La regla de oro es el escepticismo, la defensa melancólica de ciertos valores literarios por encima de las poses de vanguardia, el llamado al sentido común en tiempos dogmáticos, porque nunca dejan de haber hooligans de las letras que terminan por esgrimir su histeria colectiva, así como intelectuales orgánicos que jamás jugaron fútbol en la terraza del vecino, un poco de ambos se integra al conjunto, entre lo duro y lo tupido, Novecientos noventa y nueve sabe cómo armar ese combo, surfea en el océano de metaficciones con bastante fluidez y no exige la lectura previa de ningún mamotreto.

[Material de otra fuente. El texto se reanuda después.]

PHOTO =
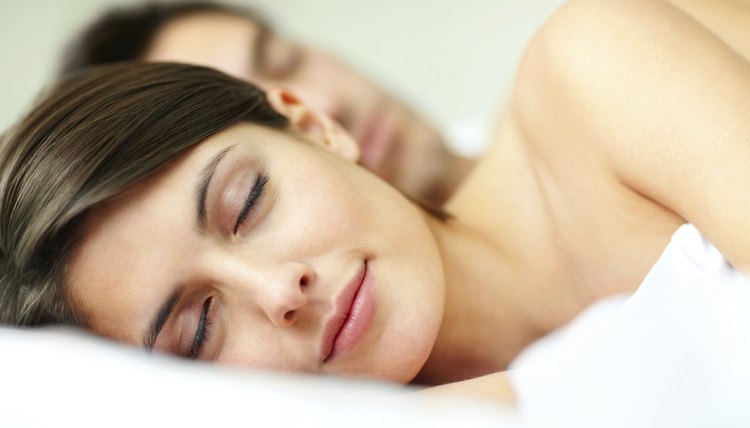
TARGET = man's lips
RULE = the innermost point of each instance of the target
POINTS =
(351, 318)
(376, 141)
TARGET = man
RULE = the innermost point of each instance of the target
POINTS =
(395, 142)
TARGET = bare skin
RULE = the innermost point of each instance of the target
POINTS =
(591, 172)
(610, 143)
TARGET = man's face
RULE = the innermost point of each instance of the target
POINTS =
(395, 143)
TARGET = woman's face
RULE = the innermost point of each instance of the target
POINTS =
(262, 249)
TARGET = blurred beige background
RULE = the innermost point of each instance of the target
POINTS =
(452, 60)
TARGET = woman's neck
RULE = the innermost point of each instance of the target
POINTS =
(495, 305)
(485, 323)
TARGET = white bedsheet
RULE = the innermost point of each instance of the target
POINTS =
(675, 354)
(58, 378)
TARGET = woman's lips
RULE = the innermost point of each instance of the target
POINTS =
(355, 308)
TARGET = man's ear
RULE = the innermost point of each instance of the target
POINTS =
(317, 127)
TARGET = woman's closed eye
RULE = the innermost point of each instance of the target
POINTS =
(252, 199)
(203, 330)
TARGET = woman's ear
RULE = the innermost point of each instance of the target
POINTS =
(317, 127)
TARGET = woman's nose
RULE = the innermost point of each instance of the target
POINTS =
(284, 296)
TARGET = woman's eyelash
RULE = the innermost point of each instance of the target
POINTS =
(251, 200)
(203, 330)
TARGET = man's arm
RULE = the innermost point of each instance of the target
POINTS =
(661, 98)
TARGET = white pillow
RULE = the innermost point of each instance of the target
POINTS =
(56, 377)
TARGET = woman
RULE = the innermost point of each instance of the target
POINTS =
(171, 207)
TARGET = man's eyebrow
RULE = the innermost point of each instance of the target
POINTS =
(202, 189)
(161, 318)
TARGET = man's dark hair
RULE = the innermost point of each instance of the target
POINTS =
(125, 34)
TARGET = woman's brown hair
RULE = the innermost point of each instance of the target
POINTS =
(95, 135)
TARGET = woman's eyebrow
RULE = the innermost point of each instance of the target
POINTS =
(161, 318)
(202, 189)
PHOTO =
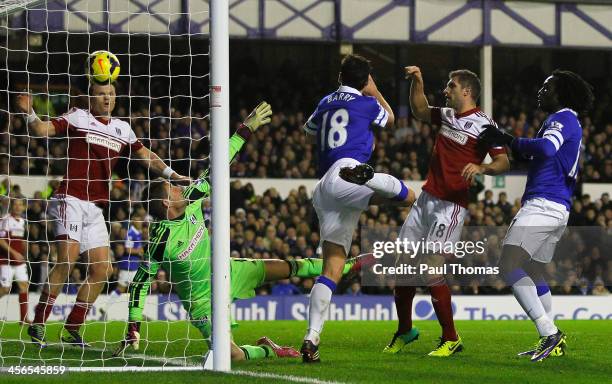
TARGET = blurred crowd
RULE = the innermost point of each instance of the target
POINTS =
(281, 149)
(269, 226)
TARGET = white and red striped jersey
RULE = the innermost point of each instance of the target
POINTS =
(94, 146)
(12, 230)
(456, 145)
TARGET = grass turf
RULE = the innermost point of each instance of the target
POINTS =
(351, 352)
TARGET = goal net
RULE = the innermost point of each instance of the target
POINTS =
(162, 95)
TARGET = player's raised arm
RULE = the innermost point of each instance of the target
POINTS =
(418, 101)
(39, 127)
(259, 116)
(157, 165)
(372, 90)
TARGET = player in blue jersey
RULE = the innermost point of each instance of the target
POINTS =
(129, 254)
(342, 124)
(534, 232)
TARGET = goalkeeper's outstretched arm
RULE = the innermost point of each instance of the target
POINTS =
(258, 117)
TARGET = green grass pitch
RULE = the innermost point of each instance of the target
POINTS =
(350, 353)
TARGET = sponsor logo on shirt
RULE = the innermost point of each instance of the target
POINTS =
(556, 125)
(192, 244)
(103, 141)
(455, 136)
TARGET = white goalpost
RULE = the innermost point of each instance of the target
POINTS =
(170, 52)
(219, 103)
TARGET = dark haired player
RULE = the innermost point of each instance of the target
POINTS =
(440, 210)
(179, 243)
(96, 141)
(342, 124)
(535, 230)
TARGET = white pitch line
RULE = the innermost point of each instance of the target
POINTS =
(292, 378)
(175, 367)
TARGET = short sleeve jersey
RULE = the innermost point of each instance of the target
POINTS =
(343, 122)
(94, 147)
(456, 145)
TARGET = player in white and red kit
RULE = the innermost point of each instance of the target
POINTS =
(13, 255)
(439, 212)
(95, 143)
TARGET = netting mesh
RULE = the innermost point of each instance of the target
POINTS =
(162, 93)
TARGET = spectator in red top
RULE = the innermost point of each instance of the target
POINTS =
(13, 255)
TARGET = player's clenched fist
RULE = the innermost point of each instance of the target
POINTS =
(259, 116)
(412, 71)
(132, 339)
(24, 102)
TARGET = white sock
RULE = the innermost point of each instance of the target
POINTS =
(546, 300)
(320, 297)
(385, 185)
(527, 295)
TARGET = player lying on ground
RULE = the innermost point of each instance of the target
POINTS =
(537, 227)
(342, 124)
(179, 243)
(13, 256)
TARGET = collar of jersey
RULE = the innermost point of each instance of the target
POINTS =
(468, 112)
(567, 109)
(347, 89)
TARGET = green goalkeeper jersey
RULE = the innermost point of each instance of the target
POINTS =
(182, 248)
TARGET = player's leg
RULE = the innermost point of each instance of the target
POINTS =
(98, 272)
(533, 235)
(95, 248)
(386, 187)
(23, 284)
(67, 255)
(66, 215)
(265, 348)
(338, 204)
(535, 270)
(446, 228)
(334, 257)
(6, 279)
(308, 267)
(123, 281)
(413, 229)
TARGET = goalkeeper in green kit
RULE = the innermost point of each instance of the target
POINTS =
(179, 243)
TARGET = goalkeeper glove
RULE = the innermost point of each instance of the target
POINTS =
(259, 116)
(132, 338)
(495, 137)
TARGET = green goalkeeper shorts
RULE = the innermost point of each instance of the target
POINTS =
(245, 276)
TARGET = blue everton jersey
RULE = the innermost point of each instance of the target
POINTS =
(554, 178)
(343, 123)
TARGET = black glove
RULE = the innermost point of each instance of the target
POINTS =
(495, 137)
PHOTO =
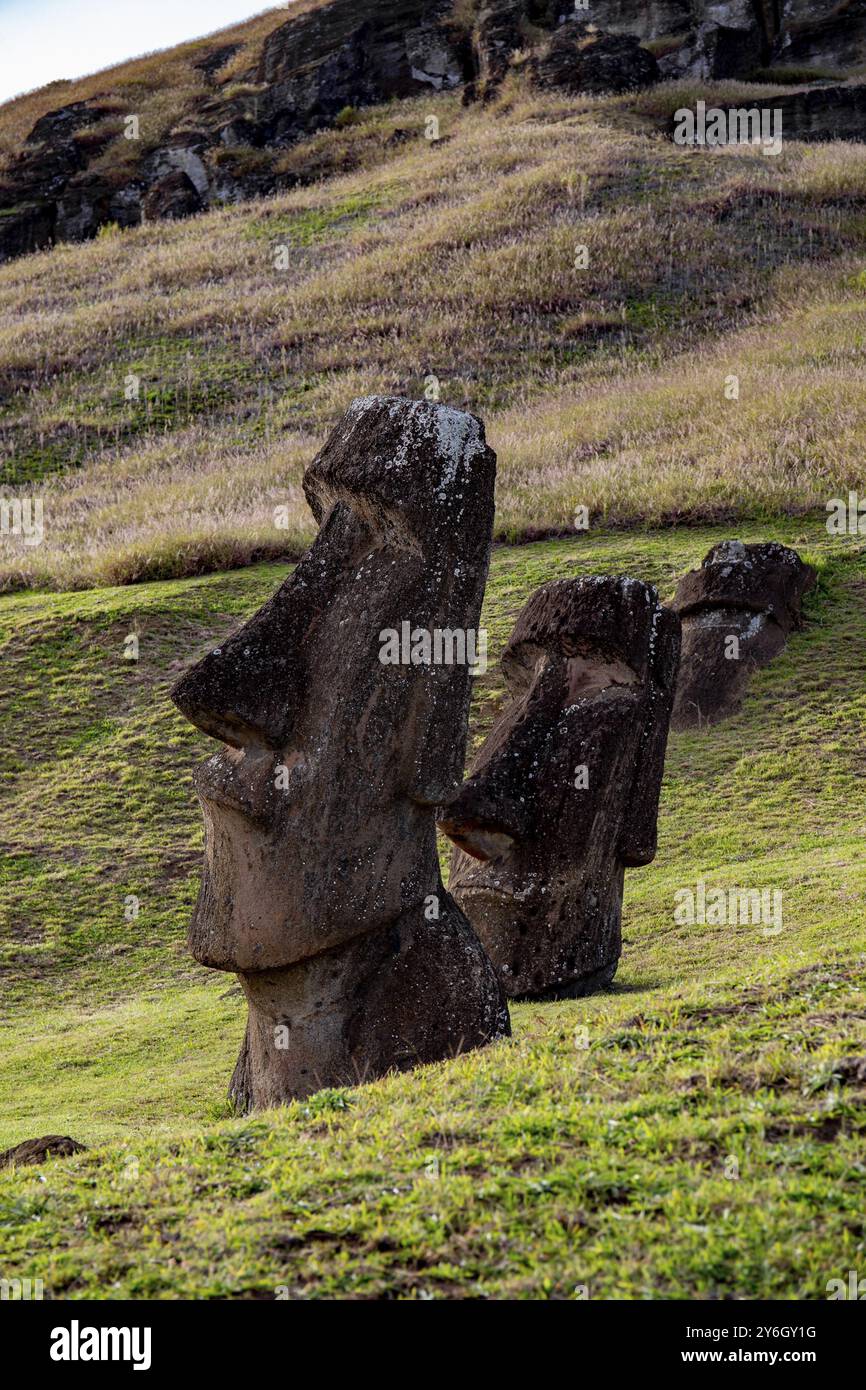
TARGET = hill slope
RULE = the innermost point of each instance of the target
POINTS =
(697, 1132)
(161, 388)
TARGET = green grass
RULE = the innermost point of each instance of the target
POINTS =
(602, 381)
(694, 1133)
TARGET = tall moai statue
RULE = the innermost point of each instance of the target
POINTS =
(341, 734)
(563, 795)
(737, 612)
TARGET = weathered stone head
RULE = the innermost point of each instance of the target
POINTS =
(321, 887)
(565, 792)
(737, 612)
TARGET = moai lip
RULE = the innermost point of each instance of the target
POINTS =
(321, 884)
(563, 795)
(737, 613)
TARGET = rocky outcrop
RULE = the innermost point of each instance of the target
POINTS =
(173, 196)
(353, 53)
(38, 1150)
(580, 59)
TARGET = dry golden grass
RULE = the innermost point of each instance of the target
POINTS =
(453, 259)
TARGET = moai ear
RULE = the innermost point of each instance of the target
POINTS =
(640, 834)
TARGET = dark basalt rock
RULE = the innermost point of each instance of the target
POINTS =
(737, 612)
(498, 34)
(38, 1150)
(321, 884)
(580, 59)
(563, 795)
(27, 228)
(174, 196)
(836, 111)
(356, 53)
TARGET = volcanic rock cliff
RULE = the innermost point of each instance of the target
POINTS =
(337, 56)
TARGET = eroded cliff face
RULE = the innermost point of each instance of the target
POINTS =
(355, 53)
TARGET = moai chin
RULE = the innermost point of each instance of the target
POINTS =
(563, 795)
(737, 612)
(321, 884)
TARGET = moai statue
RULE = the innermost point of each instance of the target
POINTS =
(737, 612)
(563, 795)
(321, 884)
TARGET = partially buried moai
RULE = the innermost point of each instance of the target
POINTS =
(737, 612)
(321, 886)
(563, 795)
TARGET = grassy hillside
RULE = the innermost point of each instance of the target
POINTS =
(163, 387)
(695, 1133)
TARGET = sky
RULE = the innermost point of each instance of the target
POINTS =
(42, 41)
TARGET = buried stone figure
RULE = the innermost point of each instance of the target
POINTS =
(321, 884)
(563, 795)
(737, 612)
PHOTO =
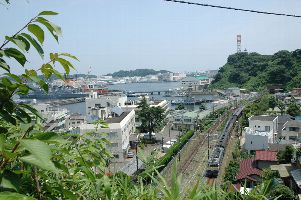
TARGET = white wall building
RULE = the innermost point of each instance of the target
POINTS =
(109, 100)
(54, 117)
(195, 83)
(262, 130)
(291, 132)
(118, 133)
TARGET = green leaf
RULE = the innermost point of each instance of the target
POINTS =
(46, 69)
(47, 13)
(10, 180)
(27, 44)
(52, 28)
(16, 54)
(57, 74)
(40, 154)
(15, 77)
(37, 31)
(14, 196)
(2, 139)
(36, 45)
(4, 66)
(17, 42)
(69, 55)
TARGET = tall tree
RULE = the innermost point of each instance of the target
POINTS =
(152, 118)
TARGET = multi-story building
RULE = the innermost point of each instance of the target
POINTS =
(118, 132)
(261, 132)
(54, 117)
(74, 121)
(107, 100)
(291, 132)
(195, 84)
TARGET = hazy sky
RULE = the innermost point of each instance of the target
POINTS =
(110, 35)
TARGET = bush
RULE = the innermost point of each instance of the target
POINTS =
(285, 192)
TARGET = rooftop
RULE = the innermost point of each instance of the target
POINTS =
(201, 77)
(292, 123)
(266, 155)
(117, 119)
(246, 169)
(263, 117)
(283, 169)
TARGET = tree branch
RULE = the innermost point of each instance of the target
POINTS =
(6, 41)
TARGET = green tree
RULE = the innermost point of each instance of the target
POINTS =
(293, 108)
(281, 106)
(283, 191)
(272, 102)
(202, 107)
(180, 107)
(152, 118)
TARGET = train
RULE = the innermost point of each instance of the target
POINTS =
(217, 155)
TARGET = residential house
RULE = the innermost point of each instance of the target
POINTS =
(118, 132)
(106, 100)
(250, 170)
(291, 132)
(195, 84)
(262, 130)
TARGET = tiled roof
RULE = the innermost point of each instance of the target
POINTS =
(246, 169)
(266, 155)
(263, 117)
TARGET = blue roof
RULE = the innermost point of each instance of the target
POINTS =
(201, 77)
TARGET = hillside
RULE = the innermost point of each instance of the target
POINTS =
(254, 71)
(137, 72)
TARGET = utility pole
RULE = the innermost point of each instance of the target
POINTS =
(137, 155)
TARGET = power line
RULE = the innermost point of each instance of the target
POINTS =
(235, 9)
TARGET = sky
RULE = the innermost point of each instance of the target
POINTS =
(112, 35)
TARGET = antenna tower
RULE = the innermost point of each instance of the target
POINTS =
(238, 43)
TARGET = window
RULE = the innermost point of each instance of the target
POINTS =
(267, 128)
(293, 129)
(292, 138)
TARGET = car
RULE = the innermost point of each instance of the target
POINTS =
(130, 154)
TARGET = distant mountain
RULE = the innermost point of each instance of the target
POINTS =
(137, 72)
(255, 72)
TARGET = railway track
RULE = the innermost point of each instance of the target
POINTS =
(196, 164)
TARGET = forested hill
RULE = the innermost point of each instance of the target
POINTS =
(137, 72)
(254, 71)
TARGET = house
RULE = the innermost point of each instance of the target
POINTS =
(74, 121)
(195, 84)
(118, 132)
(54, 118)
(264, 159)
(261, 132)
(250, 170)
(105, 100)
(248, 173)
(291, 132)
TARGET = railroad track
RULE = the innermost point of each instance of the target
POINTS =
(189, 169)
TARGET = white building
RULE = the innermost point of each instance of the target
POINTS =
(54, 117)
(195, 83)
(109, 101)
(291, 132)
(118, 133)
(262, 130)
(74, 121)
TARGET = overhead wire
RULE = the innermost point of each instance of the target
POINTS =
(234, 9)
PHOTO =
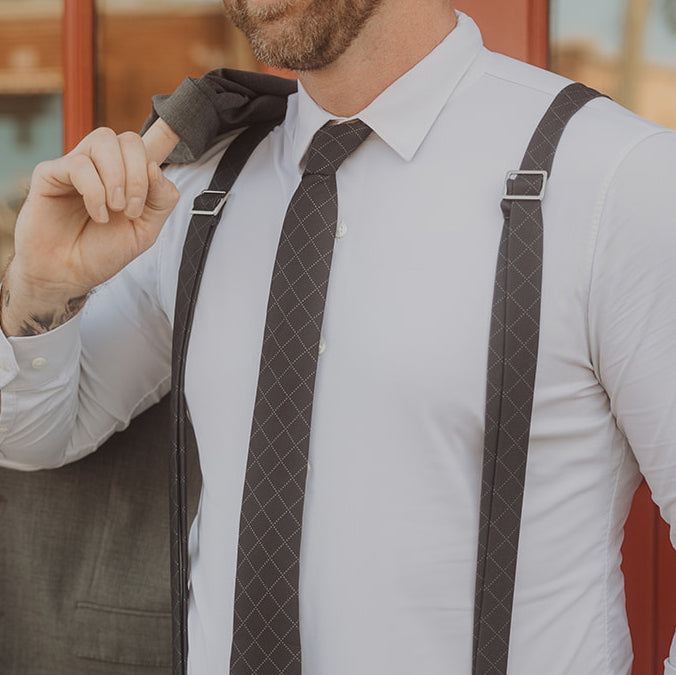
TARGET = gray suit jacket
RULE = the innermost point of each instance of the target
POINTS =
(84, 560)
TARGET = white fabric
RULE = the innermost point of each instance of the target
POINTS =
(390, 529)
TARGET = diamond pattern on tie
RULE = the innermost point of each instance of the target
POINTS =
(266, 633)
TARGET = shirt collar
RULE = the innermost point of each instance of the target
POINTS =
(404, 113)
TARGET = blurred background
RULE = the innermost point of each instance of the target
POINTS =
(69, 65)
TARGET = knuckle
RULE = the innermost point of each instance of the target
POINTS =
(79, 162)
(129, 137)
(104, 133)
(137, 184)
(42, 169)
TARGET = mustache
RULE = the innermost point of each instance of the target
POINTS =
(263, 14)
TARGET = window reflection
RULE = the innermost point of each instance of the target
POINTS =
(625, 48)
(145, 47)
(31, 83)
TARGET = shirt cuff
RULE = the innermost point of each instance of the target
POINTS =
(30, 362)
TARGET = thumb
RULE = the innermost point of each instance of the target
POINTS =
(160, 140)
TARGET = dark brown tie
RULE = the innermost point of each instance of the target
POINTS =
(266, 633)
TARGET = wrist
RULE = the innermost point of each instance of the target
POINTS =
(29, 307)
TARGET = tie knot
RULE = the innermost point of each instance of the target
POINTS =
(332, 144)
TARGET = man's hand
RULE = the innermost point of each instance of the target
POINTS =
(87, 215)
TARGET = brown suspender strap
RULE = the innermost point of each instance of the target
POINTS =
(206, 216)
(512, 361)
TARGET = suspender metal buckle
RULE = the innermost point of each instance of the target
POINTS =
(219, 205)
(513, 175)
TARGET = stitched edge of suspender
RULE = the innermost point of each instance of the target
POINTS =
(198, 239)
(521, 203)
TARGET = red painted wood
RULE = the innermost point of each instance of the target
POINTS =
(78, 70)
(640, 568)
(665, 592)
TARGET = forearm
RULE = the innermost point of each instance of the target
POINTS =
(66, 391)
(29, 309)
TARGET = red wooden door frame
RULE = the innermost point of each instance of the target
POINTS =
(78, 70)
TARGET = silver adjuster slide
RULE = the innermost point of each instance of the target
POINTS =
(511, 175)
(217, 209)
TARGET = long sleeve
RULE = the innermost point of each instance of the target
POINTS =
(67, 391)
(632, 314)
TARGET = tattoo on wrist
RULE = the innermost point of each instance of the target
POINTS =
(37, 324)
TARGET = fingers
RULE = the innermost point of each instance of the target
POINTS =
(160, 140)
(136, 173)
(109, 171)
(103, 148)
(162, 197)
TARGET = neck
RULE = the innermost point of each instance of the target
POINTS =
(396, 37)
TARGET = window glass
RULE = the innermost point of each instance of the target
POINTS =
(31, 84)
(625, 48)
(146, 47)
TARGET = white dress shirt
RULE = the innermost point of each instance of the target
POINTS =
(390, 526)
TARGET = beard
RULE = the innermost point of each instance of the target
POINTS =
(301, 36)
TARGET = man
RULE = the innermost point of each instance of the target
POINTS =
(391, 500)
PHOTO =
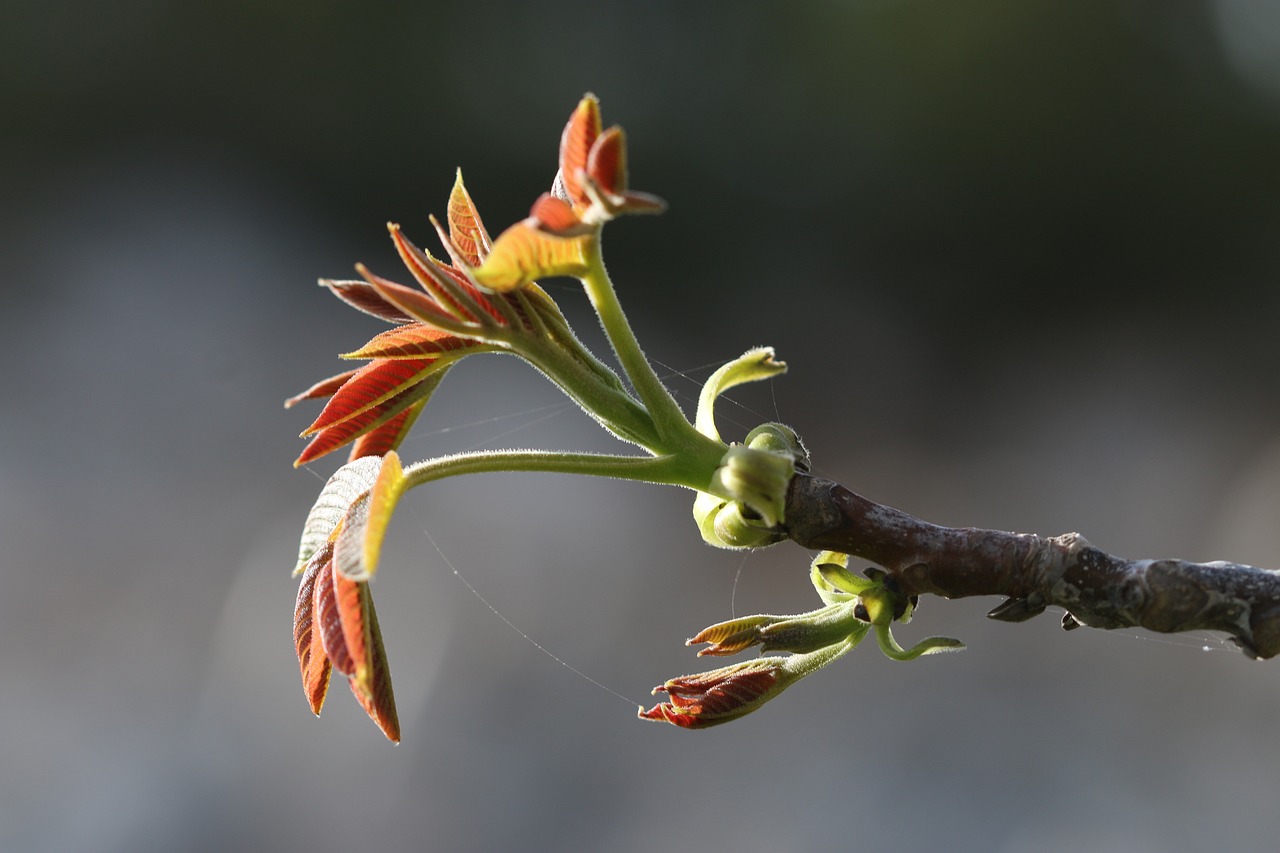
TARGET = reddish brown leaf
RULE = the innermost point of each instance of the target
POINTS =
(412, 341)
(554, 215)
(375, 383)
(329, 617)
(576, 141)
(351, 598)
(389, 436)
(466, 231)
(323, 388)
(312, 660)
(362, 297)
(607, 162)
(433, 276)
(347, 430)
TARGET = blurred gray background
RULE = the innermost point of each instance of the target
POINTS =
(1020, 258)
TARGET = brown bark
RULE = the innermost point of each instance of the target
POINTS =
(1033, 573)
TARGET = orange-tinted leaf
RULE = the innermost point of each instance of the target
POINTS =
(556, 215)
(432, 276)
(466, 231)
(379, 702)
(339, 492)
(351, 598)
(328, 616)
(376, 382)
(362, 297)
(576, 141)
(416, 304)
(347, 430)
(359, 544)
(412, 341)
(312, 661)
(389, 436)
(323, 388)
(524, 252)
(607, 162)
(344, 619)
(731, 637)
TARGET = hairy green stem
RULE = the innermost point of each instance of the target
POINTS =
(667, 416)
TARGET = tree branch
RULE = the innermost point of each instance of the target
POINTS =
(1032, 573)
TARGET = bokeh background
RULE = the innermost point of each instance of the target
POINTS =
(1022, 260)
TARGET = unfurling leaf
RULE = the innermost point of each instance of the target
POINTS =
(364, 525)
(466, 231)
(580, 133)
(312, 660)
(382, 439)
(321, 389)
(373, 384)
(339, 492)
(525, 252)
(362, 297)
(352, 428)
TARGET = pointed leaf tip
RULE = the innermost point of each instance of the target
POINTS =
(607, 162)
(466, 231)
(580, 133)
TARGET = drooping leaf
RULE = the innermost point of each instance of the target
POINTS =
(580, 133)
(379, 702)
(339, 492)
(353, 428)
(607, 162)
(466, 231)
(312, 660)
(525, 252)
(364, 527)
(375, 383)
(323, 388)
(362, 297)
(389, 436)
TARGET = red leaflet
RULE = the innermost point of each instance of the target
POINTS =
(329, 619)
(720, 696)
(362, 297)
(380, 439)
(374, 383)
(576, 141)
(430, 274)
(607, 162)
(554, 215)
(323, 388)
(412, 341)
(466, 231)
(339, 632)
(379, 702)
(312, 660)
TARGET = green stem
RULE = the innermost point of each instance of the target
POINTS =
(612, 407)
(667, 416)
(664, 470)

Como artefacto literario, se vale de la parodia antes de darnos el golpe y como tributo al corpus de Bolaño, siembra dudas respecto a las razones de su prestigio. Aceves no siente la obligación de justificar a ningún personaje, Nepomuceno Castilla posee su propio sistema de valores, se rodea de frikis, escritores amateurs y demás fauna nociva y uno quiere ahorrarle ese vano sufrimiento, pero es parte de la curva dramática por la cual debe ascender y luego desplomarse, solo cuando el caso lo sobrepasa, intuimos lo que hay detrás, los hilos del mundillo cultural, la mafia, la cosa nostra, se manifiestan.
Castilla descubre auténticos fraudes auspiciados por jerarquías de saber y poder, pero en él no hay corrupción, permanece intacto como el toro de Bukowski: y cuando lo sacan arrastrando, nada ha muerto, y el hedor final es el mundo. Los treces capítulos que componen Novecientos noventa y nueve vienen cargados de kryptonita. No traicionan la inteligencia del lector; poseen garra para hacernos sufrir lo justo y necesario. Por su atención al detalle, el riguroso tratamiento de los homicidios y la intempestiva jugarreta del final, es la novela idónea para quienes han establecido con Bolaño una tierna relación de amor-odio.